Good, now if you compare \[\cot A \times \frac{1 - 2 \cos^2 A}{2 \sin^2 A - 1}\]with the RHS \(\cot A\), you will get a hint that\[\frac{1 - 2 \cos^2 A}{2 \sin^2 A - 1}=1\]But how can you prove that?

Answer 22

In 10th, you are only supposed to know three simple identities and one of those involves \(\cos^2 \theta\) and \(\sin^2 \theta\).

Answer 23

cos ^2 A + sin^2 A is 1

Answer 24

Yes, correct.
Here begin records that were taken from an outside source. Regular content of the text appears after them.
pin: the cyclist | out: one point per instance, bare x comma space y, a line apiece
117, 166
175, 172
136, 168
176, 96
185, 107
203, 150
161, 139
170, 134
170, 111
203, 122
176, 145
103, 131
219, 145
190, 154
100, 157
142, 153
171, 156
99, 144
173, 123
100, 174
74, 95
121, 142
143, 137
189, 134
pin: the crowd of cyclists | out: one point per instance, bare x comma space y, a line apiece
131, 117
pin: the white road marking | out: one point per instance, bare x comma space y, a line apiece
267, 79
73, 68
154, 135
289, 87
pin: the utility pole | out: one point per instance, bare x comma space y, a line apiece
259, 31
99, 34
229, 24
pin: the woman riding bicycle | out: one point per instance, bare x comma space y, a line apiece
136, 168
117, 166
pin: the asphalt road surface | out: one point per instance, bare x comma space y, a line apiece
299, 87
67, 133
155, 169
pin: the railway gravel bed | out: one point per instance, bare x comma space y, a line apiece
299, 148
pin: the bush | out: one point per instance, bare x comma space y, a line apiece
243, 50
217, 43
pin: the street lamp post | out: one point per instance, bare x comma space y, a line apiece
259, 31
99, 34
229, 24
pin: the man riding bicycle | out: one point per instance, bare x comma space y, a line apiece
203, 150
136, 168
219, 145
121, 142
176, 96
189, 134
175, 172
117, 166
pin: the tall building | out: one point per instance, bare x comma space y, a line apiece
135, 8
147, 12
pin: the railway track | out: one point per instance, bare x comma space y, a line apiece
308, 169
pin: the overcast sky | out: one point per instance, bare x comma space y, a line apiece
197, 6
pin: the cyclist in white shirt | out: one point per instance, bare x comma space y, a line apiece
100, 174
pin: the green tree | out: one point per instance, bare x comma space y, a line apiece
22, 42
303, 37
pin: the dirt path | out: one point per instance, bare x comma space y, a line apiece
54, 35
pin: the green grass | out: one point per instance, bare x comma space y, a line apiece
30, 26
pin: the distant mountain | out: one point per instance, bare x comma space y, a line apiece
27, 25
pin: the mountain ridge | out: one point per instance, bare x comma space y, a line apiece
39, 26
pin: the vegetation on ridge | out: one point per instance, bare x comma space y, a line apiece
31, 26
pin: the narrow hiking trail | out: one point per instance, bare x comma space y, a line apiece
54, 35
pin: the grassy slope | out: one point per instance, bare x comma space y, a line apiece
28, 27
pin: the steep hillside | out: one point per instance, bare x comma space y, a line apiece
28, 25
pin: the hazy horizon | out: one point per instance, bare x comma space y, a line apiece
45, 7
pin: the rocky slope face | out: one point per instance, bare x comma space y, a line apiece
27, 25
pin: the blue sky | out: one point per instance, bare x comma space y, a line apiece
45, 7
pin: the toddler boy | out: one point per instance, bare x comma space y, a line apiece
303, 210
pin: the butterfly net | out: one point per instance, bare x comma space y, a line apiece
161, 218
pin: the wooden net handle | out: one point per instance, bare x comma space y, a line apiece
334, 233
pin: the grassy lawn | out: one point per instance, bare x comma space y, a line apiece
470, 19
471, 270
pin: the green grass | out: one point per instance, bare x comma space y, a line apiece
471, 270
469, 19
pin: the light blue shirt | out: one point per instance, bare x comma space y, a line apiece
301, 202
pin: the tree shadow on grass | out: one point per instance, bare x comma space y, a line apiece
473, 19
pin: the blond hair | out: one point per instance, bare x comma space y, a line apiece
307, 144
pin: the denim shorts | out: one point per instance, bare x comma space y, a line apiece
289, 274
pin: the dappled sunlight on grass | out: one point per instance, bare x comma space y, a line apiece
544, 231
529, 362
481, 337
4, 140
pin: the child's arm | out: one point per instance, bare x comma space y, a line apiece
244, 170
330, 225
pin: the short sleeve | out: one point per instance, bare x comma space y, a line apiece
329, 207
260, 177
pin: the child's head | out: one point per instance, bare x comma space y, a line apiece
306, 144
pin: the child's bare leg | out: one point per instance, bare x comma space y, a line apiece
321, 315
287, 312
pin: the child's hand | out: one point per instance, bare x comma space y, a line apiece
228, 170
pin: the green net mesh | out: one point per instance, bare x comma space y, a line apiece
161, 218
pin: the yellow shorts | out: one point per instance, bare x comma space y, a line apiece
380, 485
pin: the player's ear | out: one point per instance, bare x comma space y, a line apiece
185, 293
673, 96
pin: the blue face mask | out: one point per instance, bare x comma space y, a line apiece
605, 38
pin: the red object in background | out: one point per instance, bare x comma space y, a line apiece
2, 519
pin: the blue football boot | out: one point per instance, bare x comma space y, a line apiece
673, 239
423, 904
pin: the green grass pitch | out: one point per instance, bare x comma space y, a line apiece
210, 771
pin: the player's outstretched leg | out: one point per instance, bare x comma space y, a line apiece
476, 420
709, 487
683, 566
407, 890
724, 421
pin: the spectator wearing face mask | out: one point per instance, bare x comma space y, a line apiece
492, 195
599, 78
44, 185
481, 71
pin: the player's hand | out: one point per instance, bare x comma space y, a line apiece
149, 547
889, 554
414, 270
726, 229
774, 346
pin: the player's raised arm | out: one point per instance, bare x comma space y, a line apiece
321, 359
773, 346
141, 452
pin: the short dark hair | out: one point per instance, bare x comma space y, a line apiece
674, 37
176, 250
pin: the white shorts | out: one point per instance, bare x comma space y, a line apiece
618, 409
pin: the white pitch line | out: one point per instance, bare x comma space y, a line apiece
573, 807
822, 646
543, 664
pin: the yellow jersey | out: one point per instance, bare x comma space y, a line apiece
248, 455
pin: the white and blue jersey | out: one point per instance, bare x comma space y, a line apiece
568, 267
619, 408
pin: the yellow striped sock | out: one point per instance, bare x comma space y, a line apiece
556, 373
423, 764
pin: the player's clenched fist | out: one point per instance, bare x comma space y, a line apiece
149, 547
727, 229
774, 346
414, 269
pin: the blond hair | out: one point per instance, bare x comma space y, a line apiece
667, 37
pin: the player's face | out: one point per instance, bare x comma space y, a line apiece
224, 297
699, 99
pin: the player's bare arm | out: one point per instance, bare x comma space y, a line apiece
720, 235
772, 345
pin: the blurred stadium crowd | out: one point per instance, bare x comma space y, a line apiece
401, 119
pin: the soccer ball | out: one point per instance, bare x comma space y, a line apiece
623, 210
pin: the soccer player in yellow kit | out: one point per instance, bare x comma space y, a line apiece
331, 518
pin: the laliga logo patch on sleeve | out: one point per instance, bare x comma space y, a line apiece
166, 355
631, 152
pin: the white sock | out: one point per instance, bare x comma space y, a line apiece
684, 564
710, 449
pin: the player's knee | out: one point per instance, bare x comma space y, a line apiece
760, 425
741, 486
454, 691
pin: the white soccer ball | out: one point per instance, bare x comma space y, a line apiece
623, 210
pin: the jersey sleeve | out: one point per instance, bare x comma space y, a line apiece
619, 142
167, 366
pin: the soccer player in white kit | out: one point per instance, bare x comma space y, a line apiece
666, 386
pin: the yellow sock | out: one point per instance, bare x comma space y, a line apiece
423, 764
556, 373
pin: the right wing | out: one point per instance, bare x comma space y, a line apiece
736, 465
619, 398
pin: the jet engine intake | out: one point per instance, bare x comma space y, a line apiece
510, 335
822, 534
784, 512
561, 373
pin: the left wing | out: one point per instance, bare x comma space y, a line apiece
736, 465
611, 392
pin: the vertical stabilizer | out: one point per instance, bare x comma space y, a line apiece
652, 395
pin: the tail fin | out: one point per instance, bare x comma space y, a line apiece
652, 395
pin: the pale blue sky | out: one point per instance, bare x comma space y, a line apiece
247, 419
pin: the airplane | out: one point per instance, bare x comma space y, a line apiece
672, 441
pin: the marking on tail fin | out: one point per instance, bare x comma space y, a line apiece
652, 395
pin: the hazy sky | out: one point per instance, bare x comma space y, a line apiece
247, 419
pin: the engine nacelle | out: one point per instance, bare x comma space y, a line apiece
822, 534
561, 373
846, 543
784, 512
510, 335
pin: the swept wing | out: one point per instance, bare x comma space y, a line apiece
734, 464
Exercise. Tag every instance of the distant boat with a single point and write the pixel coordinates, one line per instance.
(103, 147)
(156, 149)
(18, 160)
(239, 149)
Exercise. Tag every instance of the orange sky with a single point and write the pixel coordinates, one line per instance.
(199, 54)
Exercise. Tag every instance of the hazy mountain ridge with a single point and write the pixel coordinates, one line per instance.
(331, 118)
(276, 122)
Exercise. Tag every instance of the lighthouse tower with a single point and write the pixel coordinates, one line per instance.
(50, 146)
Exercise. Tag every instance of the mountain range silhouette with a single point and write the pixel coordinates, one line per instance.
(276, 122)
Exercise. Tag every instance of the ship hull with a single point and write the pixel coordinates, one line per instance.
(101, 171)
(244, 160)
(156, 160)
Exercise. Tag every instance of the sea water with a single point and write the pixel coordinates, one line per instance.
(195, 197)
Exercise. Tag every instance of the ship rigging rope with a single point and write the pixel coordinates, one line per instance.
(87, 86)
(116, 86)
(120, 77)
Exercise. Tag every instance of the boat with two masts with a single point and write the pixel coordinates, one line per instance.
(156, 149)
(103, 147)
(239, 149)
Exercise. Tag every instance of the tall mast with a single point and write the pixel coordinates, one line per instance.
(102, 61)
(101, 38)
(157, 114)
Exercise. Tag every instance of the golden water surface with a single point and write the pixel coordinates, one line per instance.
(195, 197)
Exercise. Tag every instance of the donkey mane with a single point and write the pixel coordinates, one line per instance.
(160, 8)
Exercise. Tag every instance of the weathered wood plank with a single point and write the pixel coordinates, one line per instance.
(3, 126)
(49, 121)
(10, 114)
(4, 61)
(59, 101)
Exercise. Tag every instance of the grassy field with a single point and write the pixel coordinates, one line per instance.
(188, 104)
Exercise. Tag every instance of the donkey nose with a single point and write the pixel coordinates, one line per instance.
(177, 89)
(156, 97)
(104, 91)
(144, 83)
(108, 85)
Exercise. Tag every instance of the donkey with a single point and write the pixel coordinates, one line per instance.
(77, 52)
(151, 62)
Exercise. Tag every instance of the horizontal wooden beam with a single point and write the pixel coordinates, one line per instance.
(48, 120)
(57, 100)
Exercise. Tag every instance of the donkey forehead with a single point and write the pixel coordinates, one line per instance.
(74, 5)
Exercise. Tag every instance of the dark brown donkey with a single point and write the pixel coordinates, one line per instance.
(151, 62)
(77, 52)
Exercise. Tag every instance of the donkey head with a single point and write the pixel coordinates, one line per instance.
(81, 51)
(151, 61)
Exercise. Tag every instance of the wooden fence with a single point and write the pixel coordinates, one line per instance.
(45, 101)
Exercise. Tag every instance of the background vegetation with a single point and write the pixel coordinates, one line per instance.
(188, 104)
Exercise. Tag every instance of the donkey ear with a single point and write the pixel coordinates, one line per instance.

Now use that identity in this form:\[\cos^2 A = 1 -\sin ^2 A\]Replace \(\cos^2 A\) in your expression with \(1 - \sin^2 A\).

Answer 25

\[1- 2(1 - \sin^2 A)\]

Answer 26

Simplify that further and ...

Answer 27

how to...
?

Answer 28

Just open the brackets etc.

Answer 29

1 - 2 - 2sin^A

Answer 30

That's a little wrong.

Answer 31

whats wrong..?

Answer 32

\[1 - 2 \color{red}+ 2 \sin^2 A \]

Answer 33

okay!
what next..?

Answer 34

\[= \cot A \frac{2\sin^2 A - 1}{2\sin^2 A - 1}\]

Answer 35

Thanks man..!!
I have 3 more ques...

Answer 36

Please try them on your own.

Answer 37

They are not trig..
n tried these first my ans not matching

Answer 38

Achcha.